Hassan Jabareen, director-general of Adalah - The Legal Center for Arab Minority Rights in Israel, will submit the petition on behalf of the Arab parties. He argued that the parties' agenda was democratic and therefore legitimate.
"Until now, there is no country in the world, democratic or non-democratic, claiming that if you have a democratic platform that argues for equality, that you are not allowed to participate in the elections," he told AlArabiya.net.
"Israel should not be afraid of democracy, there are Arab Israelis in Israel who deserve to be represented in parliament," he added.
Knesset ban makes Arabs stronger
Jafar Farah, director of the human rights organization Musawa (Equality), says that despite being a sign of growing racism against Arab Israeli citizens, the decision that strives for a Knesset without Arabs is bound to increase the solidarity of Arabs in Israel.
"In this racist atmosphere in the Jewish state, this racism and marginalization will only lead to more solidarity between the Arab public and its leadership."
"Efforts to ban Arab parties from the Knesset are not new, what is new is that the labor party which was known to be moderate has now joined the chorus against Arabs," he told AlArabiya.net
"These are certainly times of extremism in Israel," he added.
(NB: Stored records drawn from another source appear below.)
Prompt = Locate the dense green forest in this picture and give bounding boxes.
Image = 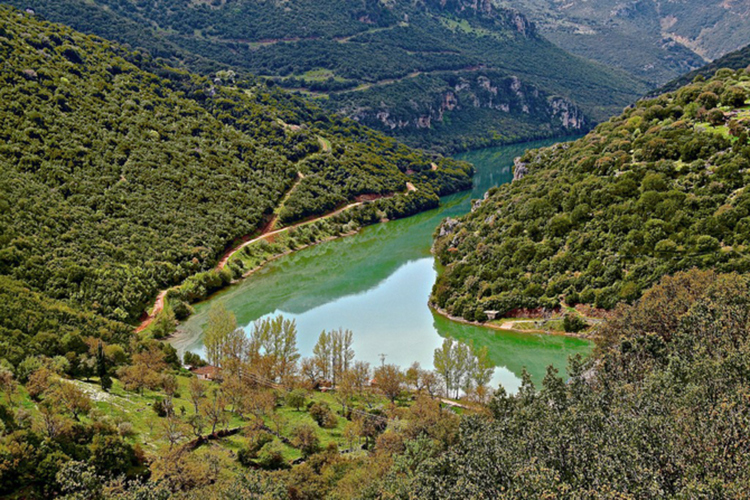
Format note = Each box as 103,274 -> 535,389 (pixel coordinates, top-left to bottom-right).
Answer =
654,45 -> 750,94
412,270 -> 750,499
0,7 -> 471,365
431,69 -> 750,321
0,0 -> 648,152
0,270 -> 750,500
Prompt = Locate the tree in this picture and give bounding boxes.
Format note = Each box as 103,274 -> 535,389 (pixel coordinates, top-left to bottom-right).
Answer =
251,315 -> 300,381
286,389 -> 307,411
433,337 -> 476,397
351,361 -> 372,396
375,364 -> 404,402
188,377 -> 208,413
313,328 -> 354,387
45,380 -> 91,421
299,358 -> 324,388
118,345 -> 167,394
200,389 -> 229,434
292,424 -> 320,458
161,414 -> 191,450
433,337 -> 459,395
96,342 -> 112,392
471,345 -> 495,388
90,435 -> 137,477
0,366 -> 18,406
203,303 -> 237,366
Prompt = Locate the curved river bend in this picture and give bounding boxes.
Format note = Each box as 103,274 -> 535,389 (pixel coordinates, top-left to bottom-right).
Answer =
171,141 -> 591,392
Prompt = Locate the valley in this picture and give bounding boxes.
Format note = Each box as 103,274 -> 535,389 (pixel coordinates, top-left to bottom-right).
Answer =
0,0 -> 750,500
169,141 -> 589,392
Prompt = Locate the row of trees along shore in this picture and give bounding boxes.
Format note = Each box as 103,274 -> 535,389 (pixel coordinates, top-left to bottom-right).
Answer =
200,305 -> 494,407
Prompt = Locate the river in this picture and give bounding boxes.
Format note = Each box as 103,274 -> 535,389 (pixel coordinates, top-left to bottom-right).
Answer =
171,140 -> 591,392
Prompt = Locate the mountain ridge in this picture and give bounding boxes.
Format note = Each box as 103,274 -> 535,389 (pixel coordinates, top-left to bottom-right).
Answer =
6,0 -> 647,152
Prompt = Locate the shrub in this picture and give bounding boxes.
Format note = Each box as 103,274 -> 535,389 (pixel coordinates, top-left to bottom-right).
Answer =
256,441 -> 289,470
563,313 -> 589,333
309,403 -> 338,429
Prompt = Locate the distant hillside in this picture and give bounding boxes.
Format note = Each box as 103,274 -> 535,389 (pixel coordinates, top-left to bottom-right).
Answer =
0,0 -> 647,151
654,45 -> 750,95
431,70 -> 750,320
500,0 -> 750,85
0,6 -> 471,362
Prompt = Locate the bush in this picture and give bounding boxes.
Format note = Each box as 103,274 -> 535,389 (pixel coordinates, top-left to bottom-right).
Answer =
308,403 -> 338,429
256,441 -> 289,470
285,389 -> 306,411
563,313 -> 589,333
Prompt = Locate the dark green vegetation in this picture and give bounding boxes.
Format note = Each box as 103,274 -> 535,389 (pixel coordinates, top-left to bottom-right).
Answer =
1,0 -> 647,151
0,7 -> 471,365
0,270 -> 750,500
500,0 -> 750,85
404,271 -> 750,499
432,70 -> 750,321
655,45 -> 750,95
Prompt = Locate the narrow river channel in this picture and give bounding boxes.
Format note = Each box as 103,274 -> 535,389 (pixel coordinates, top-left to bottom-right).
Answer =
171,137 -> 591,392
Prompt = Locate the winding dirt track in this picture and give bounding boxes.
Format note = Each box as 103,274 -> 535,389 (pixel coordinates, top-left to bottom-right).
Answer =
135,201 -> 366,333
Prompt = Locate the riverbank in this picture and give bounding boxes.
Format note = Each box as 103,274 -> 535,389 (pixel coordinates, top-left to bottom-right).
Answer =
135,183 -> 440,340
428,303 -> 596,340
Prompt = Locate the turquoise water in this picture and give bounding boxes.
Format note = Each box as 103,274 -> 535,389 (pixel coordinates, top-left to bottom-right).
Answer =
172,141 -> 591,391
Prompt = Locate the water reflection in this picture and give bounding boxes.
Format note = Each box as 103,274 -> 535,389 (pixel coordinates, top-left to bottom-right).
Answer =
174,141 -> 589,391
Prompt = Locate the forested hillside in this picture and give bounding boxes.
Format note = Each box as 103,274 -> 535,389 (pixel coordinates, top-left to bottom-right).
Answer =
0,0 -> 647,151
654,45 -> 750,95
408,270 -> 750,500
500,0 -> 750,85
0,7 -> 471,364
432,69 -> 750,320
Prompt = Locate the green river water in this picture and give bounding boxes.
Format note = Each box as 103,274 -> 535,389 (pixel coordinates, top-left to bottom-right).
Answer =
171,141 -> 591,392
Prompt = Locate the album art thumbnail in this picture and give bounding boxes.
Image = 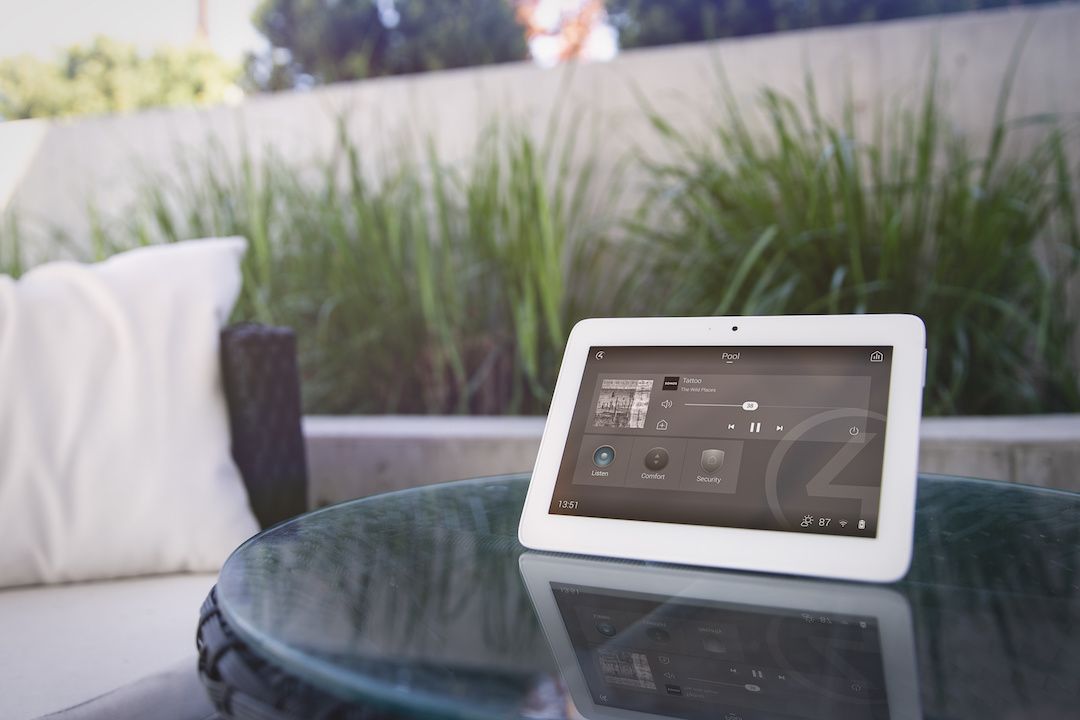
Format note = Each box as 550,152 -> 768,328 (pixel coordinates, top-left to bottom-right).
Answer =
593,378 -> 652,427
Both Arab parties drew political chagrin of the most hawkish elements in the Israeli government for opposing the ongoing war on Gaza, with Balad making enemies by calling for equal rights for all citizens of Israel, regardless of national or ethnic identity, which the ruling Kadima Party said would “undermine Israel’s identity as a Jewish state.”
In 2003 the elections committee disqualified Balad and its leader at the time, Azmi Bishara, from running for the 16th Knesset. The party appealed to the High Court which overturned the decision.